Saturday, January 18, 2014

Nursing Leader: Lavinia Dock

This is a series of post regarding notable nursing leaders who have given many contribution to nursing and their influence uplifted the nursing profession.


Nursing Leaders
Florence Nightingale, Clara Barton, Lillian Wald, Lavinia Dock, Margaret Sanger, and Mary Breckinridge are among the leaders who have made notable contributions both to nursing's history and to women's history. These women were all politically astute pioneers. Their skills at influencing others and bringing about change remain models for political nurse activists today. Contemporary nursing leaders, such as Virginia Henderson, who created a modern worldwide definition of nursing, and Martha Rogers, a catalyst for theory  development.


Dock (1858-1956)
Lavinia L. Dock was a feminist, prolific writer, political activist, suffragette, and friend- of Wald. She participated in protest movements for women's rights that resulted in the 1920 passage of the 19th Amendment to the U.S. Constitution, which granted women the right to vote. In addition, Dock campaigned for legislation to allow nurses rather than physicians to control their profession. In 1893, Dock, with the assistance of Mary Adelaide Nutting and Isabel Hampton Robb, founded the American Society of Superintendents of Training Schools for Nurses of the United States and Canada, a precursor to the current National League for Nursing.

Biography

 Lavinia Dock was born in Harrisburg, Pennsylvania in 1858. She graduated from the Bellevue Training School for Nurses in 1886. In 1889 she helped in the disaster relief effort following the devastating flood in Johnstown, Pennsylvania.

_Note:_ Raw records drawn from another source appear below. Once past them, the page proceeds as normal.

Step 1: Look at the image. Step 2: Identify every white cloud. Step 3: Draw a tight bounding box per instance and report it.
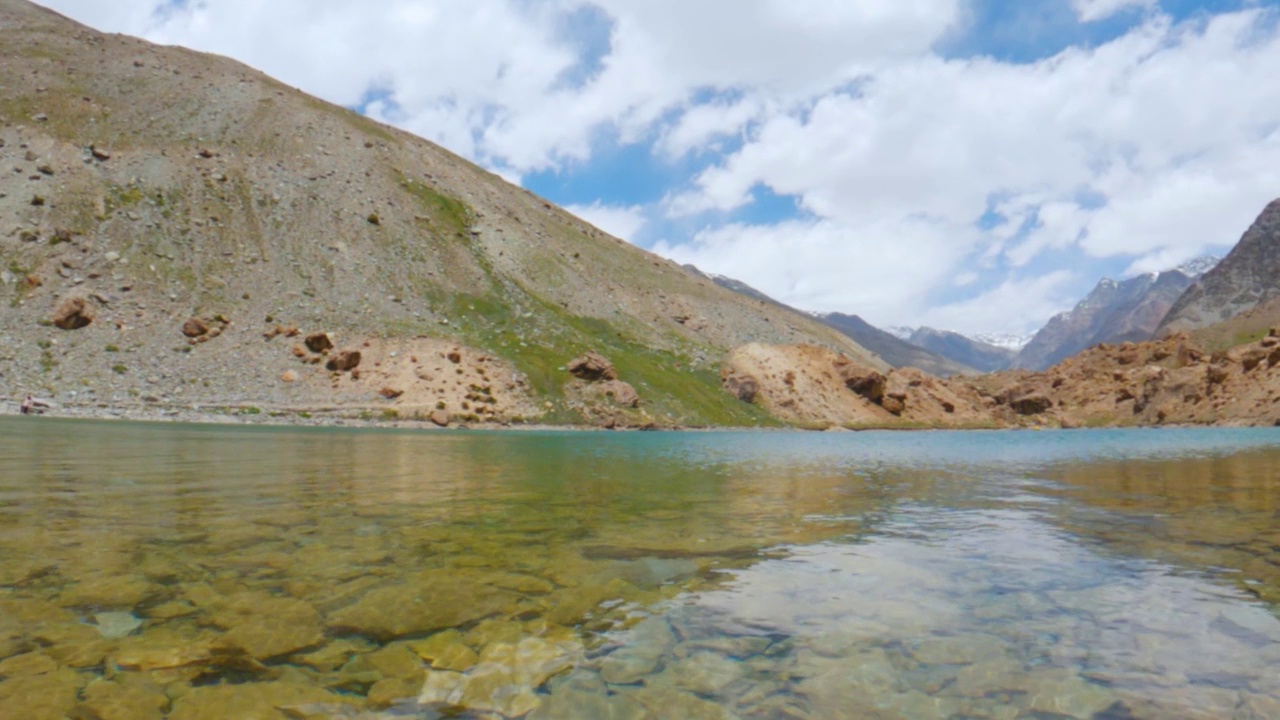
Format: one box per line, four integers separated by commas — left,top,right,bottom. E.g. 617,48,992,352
30,0,1280,331
667,12,1280,329
654,212,974,319
1071,0,1156,23
920,270,1079,333
564,202,648,242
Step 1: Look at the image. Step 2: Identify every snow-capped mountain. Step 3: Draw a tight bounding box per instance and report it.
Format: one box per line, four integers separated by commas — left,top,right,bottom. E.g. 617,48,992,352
965,333,1036,352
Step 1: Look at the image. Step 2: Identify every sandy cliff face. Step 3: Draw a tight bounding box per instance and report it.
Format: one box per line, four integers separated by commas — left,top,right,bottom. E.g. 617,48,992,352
722,345,993,428
722,328,1280,428
0,0,881,424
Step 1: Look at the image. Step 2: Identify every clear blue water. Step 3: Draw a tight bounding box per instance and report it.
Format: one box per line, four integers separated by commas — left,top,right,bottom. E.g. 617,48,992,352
0,418,1280,720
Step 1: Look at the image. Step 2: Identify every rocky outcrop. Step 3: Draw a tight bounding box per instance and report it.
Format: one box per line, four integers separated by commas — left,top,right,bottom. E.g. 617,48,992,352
325,350,363,368
721,345,993,428
970,328,1280,428
818,313,972,377
182,318,209,338
566,352,618,382
52,297,93,331
303,333,333,352
1158,200,1280,334
0,0,878,425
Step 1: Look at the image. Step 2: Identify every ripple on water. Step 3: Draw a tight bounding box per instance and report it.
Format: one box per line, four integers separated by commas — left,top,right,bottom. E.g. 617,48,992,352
0,420,1280,720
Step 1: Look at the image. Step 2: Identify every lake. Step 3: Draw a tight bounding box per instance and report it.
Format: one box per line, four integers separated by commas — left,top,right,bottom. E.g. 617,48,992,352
0,418,1280,720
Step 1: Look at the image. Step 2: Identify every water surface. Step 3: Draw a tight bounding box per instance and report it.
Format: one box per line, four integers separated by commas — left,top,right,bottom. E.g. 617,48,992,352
0,418,1280,720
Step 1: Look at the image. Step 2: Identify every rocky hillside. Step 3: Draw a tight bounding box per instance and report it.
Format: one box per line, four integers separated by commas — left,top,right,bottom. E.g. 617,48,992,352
972,328,1280,428
0,0,883,425
818,313,982,377
1158,200,1280,333
1014,269,1196,370
910,328,1018,373
723,328,1280,429
685,265,977,377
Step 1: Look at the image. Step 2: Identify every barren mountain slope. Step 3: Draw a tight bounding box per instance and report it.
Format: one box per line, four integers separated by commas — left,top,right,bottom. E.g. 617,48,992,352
819,313,979,378
1158,200,1280,334
1014,270,1196,370
911,328,1018,373
0,0,883,424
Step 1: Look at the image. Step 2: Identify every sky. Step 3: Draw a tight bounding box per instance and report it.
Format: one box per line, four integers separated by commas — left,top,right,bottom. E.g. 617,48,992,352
32,0,1280,333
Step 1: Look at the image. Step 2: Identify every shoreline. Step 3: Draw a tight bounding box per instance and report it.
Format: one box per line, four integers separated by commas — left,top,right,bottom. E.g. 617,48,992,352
0,398,1268,433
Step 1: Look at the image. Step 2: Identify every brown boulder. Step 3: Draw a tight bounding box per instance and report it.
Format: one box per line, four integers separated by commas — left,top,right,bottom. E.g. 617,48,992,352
567,352,618,382
1009,393,1053,415
881,395,906,415
54,297,93,331
325,350,361,373
836,363,888,402
305,333,333,352
1204,365,1230,386
182,318,209,337
599,380,640,407
721,369,760,402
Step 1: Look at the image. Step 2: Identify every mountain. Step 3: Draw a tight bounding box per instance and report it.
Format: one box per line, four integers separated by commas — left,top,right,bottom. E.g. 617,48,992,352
0,0,883,425
965,333,1034,352
911,328,1018,373
685,265,975,377
1158,200,1280,333
818,313,982,377
1015,260,1211,370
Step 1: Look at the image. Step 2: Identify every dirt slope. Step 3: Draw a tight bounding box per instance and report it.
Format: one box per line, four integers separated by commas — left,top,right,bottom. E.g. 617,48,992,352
0,0,883,424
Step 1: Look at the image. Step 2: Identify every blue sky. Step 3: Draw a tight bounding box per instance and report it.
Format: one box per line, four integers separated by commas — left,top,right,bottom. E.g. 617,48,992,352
35,0,1280,332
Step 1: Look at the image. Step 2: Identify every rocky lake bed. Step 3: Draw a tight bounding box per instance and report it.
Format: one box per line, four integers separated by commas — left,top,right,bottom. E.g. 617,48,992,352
0,418,1280,720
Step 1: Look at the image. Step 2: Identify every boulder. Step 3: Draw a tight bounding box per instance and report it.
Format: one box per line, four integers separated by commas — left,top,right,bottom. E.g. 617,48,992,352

In 1890 she became Isabel Hampton's assistant superintendent at the Johns Hopkins Hospital Training School for Nurses, where she was in charge of instruction . The same year, her textbook Materia Medica for Nurses which quickly became a standard in Nursing curriculum was published. She spoke at the Columbian Exposition at the World's Fair in Chicago in 1893. In 1907, along with Mary Adelaide Nutting she wrote the illustrated A History of Nursing. She went on to write more books on the history of nursing, including A Short History of Nursing with Isabel M. Stewart in 1920, and History of American Red Cross Nursing with Sarah E. Pickett in 1922. She was a member of the Nurses' Settlement in New York, Secretary of the American Federation of Nurses and of the International Council of Nurses. She was also a member of the National Women's Party which campaigned for the equal rights amendment introduced in 1923. She served as secretary for the International Council of Nurses from 1899 to 1922. From 1900 to 1923 she was a contributing editor for the American Journal of Nursing's "Foreign Department". She was made an honorary member of the Johns Hopkins Nurses' Alumnae Association at its founding in 1892. In 1976 she was inducted into the American Nurses Association Hall of Fame.